Poor preparations to ’17 election

Letters

IT seems that some of our current and aspiring politicians have already started campaigning for the 2017 general elections.
This is well ahead of the issuing of writs as shown by the numerous sudden announcements to resume abandoned projects or finally implement long awaited projects or services to fulfil five-year-old election promises.
However, what was supposed to be a vital precursor to the elections, via the registration of all the citizens, especially the eligible voters, appears to be miles off the track let alone complete the city or urban centres.
The newly-created National Identity Registry Office that was tasked with this enormous and expensive undertaking seems to have floundered not long after
starting and its much hyped up
publicity has fizzled out or abandoned.
And yet MPs don’t seem to be raising enough concerns about its sudden demise or death and the spending of the huge amount of taxpayers’ money that it was allocated when some 70 per cent of the population has yet to be registered with only six months left before the elections.

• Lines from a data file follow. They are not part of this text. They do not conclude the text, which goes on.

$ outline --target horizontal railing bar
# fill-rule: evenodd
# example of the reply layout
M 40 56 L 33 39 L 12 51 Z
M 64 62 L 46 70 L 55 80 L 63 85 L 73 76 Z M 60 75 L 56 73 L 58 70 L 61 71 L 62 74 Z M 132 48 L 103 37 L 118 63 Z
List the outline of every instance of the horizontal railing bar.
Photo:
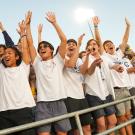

Can the NID Office and Minister for National Planning update the nation  on its progress or success
in terms of the total number of people by province that have actually been issued their personal ID cards?
How many have yet to be registered and what efforts are being made to complete the exercise and when?
It is absolutely appalling that such a critical mechanism to create honest elections and prevent corrupt practices and double voting by ineligible voters and minors was allowed to vaporize into thin air with millions of kina unaccounted for.
At a time the country is largely surviving on borrowed money that is being forced upon the next two or more generations to pay off.
One would think that the Government would be more vigilant in ensuring that every kina invested results in tangible benefits.